Well, we are in the midst of the holidays. Everyone is sick. And work is getting ready to gear up for the New Year crunch. I finally had a moment at a coffee shop this last week, while waiting for someone, and got in a quick 20 minutes on the WishfulRPG! That's the true beauty and fun of this ridiculous project. It's only 20 minutes stints.

Doors. I implemented doors.

They are a deceptively tricky game feature to do. They essentially amount to all sorts of special case code dependent on events and so forth, but this is exactly the kind of feature you want to implement to see if your game code is structured correctly.

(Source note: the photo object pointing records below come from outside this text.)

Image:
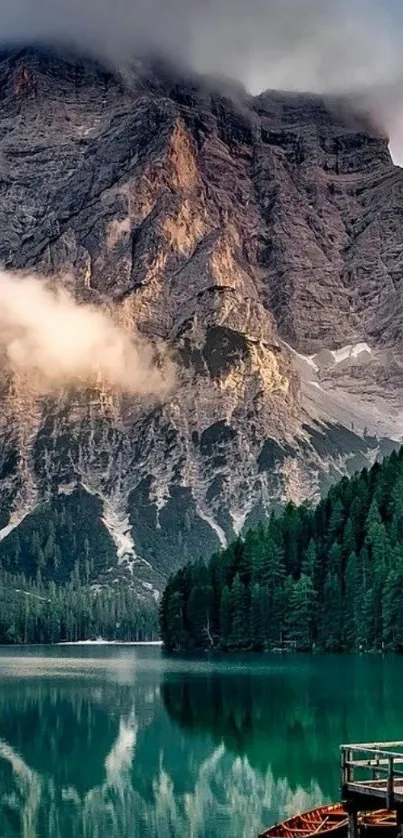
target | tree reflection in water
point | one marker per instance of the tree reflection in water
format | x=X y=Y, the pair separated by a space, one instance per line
x=184 y=749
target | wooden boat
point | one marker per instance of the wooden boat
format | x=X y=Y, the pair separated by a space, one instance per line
x=324 y=820
x=333 y=821
x=377 y=823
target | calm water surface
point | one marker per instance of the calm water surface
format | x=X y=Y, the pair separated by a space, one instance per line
x=122 y=742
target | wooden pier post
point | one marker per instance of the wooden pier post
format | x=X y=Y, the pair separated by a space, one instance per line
x=352 y=824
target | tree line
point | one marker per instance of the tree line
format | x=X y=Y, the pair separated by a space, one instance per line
x=37 y=611
x=328 y=577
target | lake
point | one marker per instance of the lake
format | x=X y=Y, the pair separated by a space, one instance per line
x=123 y=742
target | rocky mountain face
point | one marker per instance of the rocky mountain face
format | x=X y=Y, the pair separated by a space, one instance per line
x=260 y=238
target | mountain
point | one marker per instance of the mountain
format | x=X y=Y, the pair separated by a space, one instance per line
x=260 y=239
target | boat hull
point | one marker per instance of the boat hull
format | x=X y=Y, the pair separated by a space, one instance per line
x=332 y=822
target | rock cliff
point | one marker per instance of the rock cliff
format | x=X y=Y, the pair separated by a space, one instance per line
x=260 y=238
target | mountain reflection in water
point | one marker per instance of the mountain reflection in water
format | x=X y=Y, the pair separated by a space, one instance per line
x=121 y=743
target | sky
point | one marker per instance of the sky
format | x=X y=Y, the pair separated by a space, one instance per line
x=317 y=45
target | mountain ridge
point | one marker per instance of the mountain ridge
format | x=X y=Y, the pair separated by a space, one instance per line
x=255 y=236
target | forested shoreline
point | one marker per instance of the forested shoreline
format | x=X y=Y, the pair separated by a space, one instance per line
x=328 y=577
x=36 y=611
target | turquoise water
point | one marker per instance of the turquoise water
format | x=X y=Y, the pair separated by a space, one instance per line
x=120 y=742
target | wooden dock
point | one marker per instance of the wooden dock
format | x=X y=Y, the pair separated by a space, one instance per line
x=372 y=779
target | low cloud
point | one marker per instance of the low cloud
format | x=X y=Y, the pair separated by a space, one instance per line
x=60 y=342
x=325 y=46
x=299 y=44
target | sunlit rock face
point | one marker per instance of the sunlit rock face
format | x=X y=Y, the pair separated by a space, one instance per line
x=259 y=239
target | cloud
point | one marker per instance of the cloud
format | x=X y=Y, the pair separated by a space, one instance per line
x=47 y=333
x=337 y=46
x=299 y=44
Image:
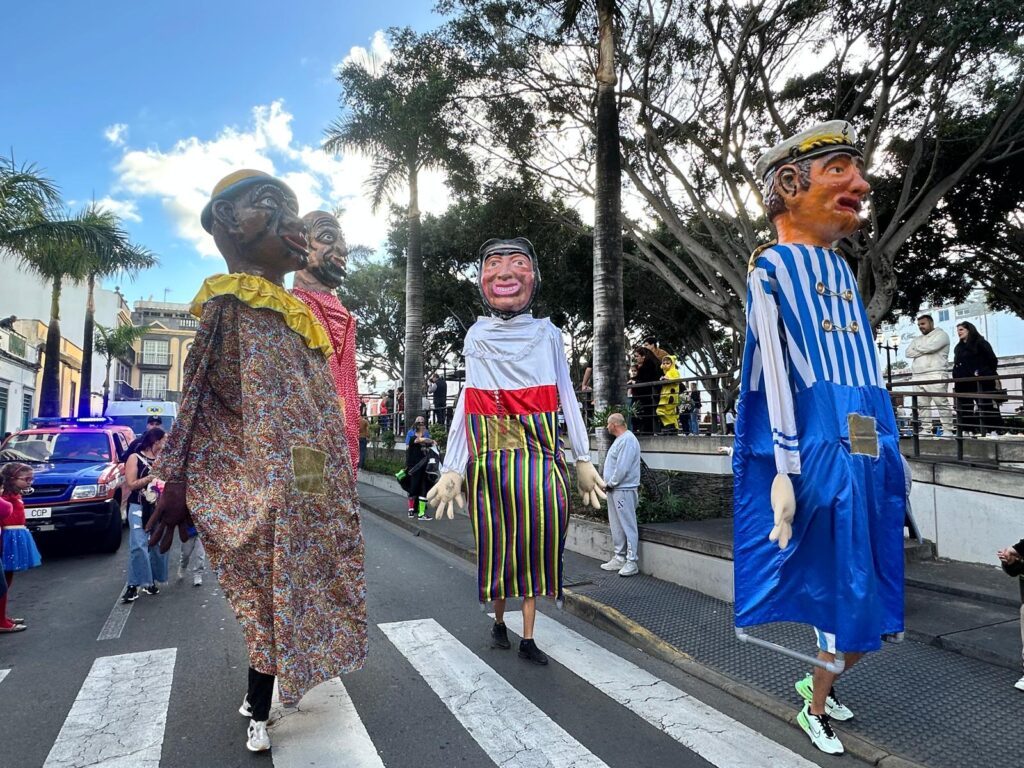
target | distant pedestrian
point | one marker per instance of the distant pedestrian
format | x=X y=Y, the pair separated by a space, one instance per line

In short, mine isn't. Yet. But I know what to fix. For now, it works, and working goes a long, long way when you are rapidly prototyping things. You are better off throwing things together quickly and getting them working, than spending hours or days or weeks pontificating on elegant designs.

Partially, this is because elegant designs unveil themselves with experience. And partially because when making digital creations, we are not making physical castles. It's easy to change things and throw things out (provided you haven't accrued too much code debt.) It's also very easy to over design something before you build it.

So doors are working, crapfully.

The problem is that all the terrain is tiles, but a tile is just a sprite that can be rendered. And there is a collision model provided by pygame. Really, what we want is a snap-together component model for game objects. That is to say, you can add on the ability to collide to an object. Or an object can be a tile. And it can be a trap. And a animated particle system. And it can play a unicorn fart noise when the avatar steps on it. Etc and so on.

So this means a fundamental rewrite and some foundation work to get a component system going for all these attributes and event responses and so forth. But I am going to put that off, and instead implement some portcullises, and sliding blocks, and triggers and other things. In a nasty and messy way. This should let me have an idea of just how I want everything to be cleaned up. So once I have some non-trivial stuff working, then we can fit it to a more elegant weapon for a civilized age. I should probably put a mob in there as well.